Thank god they had a trained nurse there to do nothing but squeeze an oxygen tube.

Similarly, the movie can’t even bother to get its timing right. Once a person dies, Lily sets a timer for three minutes, to make sure she can bring them back at the appropriate moment. First they kill Zara, and set the timer. Next, Francis is killed. It’s a long, arduous process, and yet, when Lily goes to set the timer for him, Zara’s hasn’t moved at all. Ditto for Francis’ after Lily is tasked with killing Jeff herself and then rushing over to set the timer—neither of the other two’s seem to be moving at all. Here’s where the timers are at after three people have delivered speeches about loved ones and then been slowly, agonizingly murdered:

Now, we get a few scenes of each person talking to their loved one in the afterlife, while Lily nervously twitches and waits in the real world to bring them back. Let’s take a look at how much time has elapsed according to the timers, shall we?

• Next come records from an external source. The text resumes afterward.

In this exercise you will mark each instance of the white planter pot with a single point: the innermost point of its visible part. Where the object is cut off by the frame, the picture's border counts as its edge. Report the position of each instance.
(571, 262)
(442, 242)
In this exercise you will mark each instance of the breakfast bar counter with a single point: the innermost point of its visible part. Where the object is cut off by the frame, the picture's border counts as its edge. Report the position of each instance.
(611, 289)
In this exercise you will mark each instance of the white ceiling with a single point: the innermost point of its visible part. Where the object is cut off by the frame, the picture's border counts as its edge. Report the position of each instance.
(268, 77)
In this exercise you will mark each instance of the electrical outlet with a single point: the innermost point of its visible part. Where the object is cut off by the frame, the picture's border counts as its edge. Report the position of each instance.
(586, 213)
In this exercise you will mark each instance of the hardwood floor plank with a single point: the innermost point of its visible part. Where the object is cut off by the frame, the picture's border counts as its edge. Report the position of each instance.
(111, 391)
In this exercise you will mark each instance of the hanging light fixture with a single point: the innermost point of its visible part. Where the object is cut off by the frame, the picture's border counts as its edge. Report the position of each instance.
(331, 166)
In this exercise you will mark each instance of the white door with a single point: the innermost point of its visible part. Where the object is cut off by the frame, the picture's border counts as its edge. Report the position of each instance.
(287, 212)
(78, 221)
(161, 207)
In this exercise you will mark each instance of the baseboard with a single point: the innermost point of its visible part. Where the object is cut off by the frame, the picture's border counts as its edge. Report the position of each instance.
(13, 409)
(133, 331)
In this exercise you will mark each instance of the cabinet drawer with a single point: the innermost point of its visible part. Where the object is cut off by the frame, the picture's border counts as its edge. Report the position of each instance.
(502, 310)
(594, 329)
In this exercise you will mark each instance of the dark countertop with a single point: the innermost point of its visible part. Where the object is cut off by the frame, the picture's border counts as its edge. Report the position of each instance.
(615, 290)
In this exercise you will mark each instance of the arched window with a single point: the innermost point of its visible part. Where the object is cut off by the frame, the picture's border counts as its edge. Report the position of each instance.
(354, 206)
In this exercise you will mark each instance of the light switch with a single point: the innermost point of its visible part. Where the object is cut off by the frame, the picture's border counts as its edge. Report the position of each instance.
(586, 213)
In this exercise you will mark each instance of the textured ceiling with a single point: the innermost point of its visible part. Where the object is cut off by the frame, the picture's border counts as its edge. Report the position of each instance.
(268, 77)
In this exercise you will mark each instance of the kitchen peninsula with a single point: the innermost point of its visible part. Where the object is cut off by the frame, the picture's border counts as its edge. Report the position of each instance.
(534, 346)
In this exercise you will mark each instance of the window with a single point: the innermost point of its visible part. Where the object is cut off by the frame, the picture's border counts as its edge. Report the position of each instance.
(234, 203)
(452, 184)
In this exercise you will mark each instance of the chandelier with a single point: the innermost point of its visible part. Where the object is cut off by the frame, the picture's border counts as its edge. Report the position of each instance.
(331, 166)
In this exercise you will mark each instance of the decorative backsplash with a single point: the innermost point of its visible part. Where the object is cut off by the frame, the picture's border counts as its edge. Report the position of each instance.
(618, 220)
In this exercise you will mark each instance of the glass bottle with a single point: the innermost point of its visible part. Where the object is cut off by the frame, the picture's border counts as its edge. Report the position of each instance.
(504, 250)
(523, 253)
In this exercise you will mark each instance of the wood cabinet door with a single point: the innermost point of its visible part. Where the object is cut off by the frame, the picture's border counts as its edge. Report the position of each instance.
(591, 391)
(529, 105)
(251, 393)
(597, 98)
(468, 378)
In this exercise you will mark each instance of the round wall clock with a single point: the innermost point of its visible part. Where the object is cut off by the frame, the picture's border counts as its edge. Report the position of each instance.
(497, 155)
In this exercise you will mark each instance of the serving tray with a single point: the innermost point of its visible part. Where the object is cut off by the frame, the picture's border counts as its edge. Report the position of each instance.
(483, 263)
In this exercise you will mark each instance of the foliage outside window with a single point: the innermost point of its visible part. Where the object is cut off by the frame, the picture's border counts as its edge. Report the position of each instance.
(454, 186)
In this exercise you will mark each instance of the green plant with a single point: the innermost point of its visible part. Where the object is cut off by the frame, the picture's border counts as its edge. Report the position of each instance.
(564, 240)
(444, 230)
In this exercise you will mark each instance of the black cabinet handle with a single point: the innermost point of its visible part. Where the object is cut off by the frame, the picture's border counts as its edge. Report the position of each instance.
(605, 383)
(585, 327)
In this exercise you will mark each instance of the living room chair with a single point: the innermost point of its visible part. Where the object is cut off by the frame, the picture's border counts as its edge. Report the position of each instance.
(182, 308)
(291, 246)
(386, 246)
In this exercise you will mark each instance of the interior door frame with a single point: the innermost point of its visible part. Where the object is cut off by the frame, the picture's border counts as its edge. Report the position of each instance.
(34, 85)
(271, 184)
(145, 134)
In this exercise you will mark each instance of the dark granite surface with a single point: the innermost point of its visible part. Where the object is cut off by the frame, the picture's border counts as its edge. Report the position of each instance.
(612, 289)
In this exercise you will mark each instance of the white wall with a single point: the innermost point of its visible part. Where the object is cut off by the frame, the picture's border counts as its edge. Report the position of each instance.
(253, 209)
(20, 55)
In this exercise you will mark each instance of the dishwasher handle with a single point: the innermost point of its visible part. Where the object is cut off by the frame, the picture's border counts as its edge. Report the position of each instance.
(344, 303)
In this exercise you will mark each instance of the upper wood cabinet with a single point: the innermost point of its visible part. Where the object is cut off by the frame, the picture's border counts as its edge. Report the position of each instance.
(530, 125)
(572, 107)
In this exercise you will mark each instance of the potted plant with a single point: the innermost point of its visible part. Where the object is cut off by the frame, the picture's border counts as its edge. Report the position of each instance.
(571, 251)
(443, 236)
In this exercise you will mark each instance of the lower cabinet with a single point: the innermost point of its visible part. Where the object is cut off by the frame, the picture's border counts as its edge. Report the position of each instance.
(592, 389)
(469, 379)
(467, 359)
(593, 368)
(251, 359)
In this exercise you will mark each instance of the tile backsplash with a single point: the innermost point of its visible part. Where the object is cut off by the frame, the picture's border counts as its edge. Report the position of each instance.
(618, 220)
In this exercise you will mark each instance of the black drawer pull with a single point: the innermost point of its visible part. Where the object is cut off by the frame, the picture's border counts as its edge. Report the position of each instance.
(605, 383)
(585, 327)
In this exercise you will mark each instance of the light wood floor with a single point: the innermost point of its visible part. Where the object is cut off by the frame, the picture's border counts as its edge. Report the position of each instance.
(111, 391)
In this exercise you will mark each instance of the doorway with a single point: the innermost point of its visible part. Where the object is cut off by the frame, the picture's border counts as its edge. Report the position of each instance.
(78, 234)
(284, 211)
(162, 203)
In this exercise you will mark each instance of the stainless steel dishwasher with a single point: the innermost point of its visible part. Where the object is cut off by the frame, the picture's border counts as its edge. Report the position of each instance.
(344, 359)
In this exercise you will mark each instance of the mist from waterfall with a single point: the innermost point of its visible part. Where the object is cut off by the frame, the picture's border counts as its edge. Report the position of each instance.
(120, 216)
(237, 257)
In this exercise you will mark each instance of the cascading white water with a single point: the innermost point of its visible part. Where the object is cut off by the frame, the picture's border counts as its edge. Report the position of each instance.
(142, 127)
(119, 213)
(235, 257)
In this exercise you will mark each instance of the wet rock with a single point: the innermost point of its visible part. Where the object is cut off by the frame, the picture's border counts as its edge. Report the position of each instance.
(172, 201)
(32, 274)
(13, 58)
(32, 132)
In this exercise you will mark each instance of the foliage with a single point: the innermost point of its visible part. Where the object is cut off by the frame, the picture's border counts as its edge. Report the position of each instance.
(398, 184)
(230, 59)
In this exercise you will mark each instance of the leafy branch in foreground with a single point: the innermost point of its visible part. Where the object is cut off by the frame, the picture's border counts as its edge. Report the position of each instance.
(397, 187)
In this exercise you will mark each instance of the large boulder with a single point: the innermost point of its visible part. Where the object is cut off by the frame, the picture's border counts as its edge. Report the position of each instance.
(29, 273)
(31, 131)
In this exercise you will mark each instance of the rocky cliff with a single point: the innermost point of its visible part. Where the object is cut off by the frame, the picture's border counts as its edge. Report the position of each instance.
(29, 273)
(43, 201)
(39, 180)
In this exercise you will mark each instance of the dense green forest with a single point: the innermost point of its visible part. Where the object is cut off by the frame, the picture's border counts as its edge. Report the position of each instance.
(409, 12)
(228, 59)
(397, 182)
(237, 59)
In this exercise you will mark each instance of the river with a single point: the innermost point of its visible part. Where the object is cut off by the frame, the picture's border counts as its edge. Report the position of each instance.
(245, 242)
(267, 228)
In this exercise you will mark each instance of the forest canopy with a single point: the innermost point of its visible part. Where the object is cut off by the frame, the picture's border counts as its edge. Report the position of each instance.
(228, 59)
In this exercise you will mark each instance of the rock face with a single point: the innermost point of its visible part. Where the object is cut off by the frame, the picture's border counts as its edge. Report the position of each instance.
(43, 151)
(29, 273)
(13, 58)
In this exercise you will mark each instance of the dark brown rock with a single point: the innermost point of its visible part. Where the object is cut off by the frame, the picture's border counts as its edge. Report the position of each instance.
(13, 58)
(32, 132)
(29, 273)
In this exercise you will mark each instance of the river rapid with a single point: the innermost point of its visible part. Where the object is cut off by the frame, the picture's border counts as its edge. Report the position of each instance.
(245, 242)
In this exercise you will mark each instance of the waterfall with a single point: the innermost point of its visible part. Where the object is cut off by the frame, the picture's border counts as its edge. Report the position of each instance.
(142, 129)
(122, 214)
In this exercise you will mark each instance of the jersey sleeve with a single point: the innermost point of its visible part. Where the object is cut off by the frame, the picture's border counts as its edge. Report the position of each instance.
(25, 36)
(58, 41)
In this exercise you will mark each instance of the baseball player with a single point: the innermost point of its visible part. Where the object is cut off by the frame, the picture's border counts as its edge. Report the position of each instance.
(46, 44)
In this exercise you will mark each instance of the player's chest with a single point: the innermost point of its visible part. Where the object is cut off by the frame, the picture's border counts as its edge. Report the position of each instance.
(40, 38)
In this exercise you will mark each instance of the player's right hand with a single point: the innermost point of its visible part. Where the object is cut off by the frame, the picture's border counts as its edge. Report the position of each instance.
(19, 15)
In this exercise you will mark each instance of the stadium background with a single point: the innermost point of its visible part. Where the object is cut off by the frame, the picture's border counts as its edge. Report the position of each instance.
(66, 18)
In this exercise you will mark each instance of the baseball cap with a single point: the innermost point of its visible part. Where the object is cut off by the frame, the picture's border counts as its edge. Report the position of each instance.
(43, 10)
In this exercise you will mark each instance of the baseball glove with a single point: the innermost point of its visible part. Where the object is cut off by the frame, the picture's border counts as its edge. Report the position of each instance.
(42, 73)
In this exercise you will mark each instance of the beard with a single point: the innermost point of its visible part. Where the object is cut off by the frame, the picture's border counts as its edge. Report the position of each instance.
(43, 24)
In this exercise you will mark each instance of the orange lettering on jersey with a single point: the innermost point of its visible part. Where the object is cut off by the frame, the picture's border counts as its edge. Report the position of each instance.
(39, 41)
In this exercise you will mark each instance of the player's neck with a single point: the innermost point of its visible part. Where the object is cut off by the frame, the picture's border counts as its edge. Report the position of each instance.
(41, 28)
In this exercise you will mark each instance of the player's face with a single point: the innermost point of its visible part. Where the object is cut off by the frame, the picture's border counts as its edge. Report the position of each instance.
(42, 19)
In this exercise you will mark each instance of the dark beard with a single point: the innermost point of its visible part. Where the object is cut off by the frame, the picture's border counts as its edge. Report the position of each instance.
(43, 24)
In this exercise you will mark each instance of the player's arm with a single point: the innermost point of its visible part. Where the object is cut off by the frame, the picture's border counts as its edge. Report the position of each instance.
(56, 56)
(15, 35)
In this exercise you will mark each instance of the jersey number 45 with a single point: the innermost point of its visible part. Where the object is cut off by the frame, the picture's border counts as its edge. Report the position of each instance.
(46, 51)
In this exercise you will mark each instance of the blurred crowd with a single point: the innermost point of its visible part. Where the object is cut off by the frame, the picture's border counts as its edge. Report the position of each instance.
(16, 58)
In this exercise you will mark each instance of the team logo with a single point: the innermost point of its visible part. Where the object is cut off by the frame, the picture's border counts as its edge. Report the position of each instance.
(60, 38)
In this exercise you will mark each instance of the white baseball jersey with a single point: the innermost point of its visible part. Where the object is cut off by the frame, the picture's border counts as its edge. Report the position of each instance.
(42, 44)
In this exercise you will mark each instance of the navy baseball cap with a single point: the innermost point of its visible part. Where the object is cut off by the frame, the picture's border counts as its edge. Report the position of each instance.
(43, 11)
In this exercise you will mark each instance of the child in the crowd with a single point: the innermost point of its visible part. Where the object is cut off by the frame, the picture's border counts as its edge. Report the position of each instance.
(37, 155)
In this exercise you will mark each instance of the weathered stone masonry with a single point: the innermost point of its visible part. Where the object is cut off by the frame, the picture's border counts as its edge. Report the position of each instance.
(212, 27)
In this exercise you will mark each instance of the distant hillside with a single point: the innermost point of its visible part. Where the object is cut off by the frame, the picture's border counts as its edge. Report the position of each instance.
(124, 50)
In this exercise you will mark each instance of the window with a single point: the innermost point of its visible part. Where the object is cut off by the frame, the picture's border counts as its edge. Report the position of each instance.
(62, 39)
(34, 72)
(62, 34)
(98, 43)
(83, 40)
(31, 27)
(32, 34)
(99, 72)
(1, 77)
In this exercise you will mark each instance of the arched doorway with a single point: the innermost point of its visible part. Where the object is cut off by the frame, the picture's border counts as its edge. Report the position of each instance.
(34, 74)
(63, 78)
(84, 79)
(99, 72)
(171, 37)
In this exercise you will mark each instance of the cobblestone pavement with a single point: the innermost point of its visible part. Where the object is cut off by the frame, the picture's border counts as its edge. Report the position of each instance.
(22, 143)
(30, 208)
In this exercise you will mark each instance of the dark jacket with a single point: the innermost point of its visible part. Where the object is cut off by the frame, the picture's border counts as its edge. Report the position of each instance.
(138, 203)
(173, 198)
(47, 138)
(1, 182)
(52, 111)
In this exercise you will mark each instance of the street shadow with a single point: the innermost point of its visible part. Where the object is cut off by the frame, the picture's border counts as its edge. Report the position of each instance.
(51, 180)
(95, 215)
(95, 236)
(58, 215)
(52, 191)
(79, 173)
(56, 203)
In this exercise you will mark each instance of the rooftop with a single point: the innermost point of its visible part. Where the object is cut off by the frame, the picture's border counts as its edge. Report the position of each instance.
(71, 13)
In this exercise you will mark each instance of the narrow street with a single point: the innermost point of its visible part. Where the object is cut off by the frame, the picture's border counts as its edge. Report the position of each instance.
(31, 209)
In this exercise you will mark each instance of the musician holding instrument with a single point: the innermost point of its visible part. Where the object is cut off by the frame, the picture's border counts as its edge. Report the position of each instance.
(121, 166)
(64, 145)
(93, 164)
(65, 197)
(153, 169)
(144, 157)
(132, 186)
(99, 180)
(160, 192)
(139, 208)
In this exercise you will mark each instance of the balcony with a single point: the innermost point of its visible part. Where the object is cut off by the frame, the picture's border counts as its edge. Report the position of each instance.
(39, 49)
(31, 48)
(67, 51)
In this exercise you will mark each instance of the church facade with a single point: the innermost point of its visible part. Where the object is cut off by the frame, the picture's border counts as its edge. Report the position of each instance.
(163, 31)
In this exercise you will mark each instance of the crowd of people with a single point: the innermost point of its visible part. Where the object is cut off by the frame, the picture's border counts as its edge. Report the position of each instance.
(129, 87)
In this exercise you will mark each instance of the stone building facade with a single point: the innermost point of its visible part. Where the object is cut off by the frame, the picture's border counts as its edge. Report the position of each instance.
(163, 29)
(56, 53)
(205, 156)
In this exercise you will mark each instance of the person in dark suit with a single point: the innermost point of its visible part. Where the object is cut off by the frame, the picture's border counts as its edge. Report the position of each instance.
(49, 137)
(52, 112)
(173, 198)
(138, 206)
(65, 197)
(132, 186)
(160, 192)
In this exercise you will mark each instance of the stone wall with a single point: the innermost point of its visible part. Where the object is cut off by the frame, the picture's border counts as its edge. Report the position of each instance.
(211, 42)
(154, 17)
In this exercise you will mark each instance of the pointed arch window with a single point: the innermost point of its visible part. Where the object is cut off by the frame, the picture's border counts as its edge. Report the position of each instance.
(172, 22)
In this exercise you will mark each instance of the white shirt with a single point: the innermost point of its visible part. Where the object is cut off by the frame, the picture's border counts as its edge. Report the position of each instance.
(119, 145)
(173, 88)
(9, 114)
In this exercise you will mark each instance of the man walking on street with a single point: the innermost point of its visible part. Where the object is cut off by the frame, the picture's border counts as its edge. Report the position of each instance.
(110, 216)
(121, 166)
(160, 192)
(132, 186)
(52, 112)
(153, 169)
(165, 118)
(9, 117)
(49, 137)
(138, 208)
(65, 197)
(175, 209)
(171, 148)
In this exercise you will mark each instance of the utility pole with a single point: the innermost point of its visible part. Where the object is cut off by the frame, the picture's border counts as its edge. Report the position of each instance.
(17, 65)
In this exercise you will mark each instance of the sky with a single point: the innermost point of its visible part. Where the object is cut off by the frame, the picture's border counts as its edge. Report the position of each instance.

None. None time has elapsed. I’m not sure the makers of Pet Graveyard know how timers work—or even time itself, for that matter. Hey, let’s check back in on those timers after roughly 13 minutes of screen time has passed, shall we?

Best of all, when the first timer does finally go off and she begins resuscitation, it’s right after we see another shot of them with time remaining, just as in the previous shots. Perhaps Lily realized they were broken somewhere around minute 11?

Ultimately, the only leg Pet Graveyard has to stand on when it comes to justifying that title is the cat. Yes, the Grim Reaper has a little hairless feline companion who likes to haunt the briefly dead people he’s hunting—sort of a “head’s up, you’ll be dead again soon” nod. The cat’s eyes glow red, which is how you know it’s supernatural and evil, and not just a normal cat freaking you out with its lack of hair. Still, pretty sure the mere presence of an evil cat doesn’t quite get you to being able to justify the name Pet Graveyard. On the plus side, in this movie’s version of the afterlife, when Death comes to claim you in the real world, he grabs a wrench and bashes your head in to get the job done, which I don’t quite remember being explained in Dante’s Inferno.

Likelihood it will rise from obscurity: Nil. This thing was put out into the world by the company distributing it in hopes of making a quick buck, after which it will quietly fade from view. I hope the people who made it had fun and learned a lot about filmmaking, because there’s not much other reason for it to exist in readily accessible form.

Damnable commentary track or special features? Not a one. The digital ether giveth, and the digital ether taketh away without so much as a blooper reel.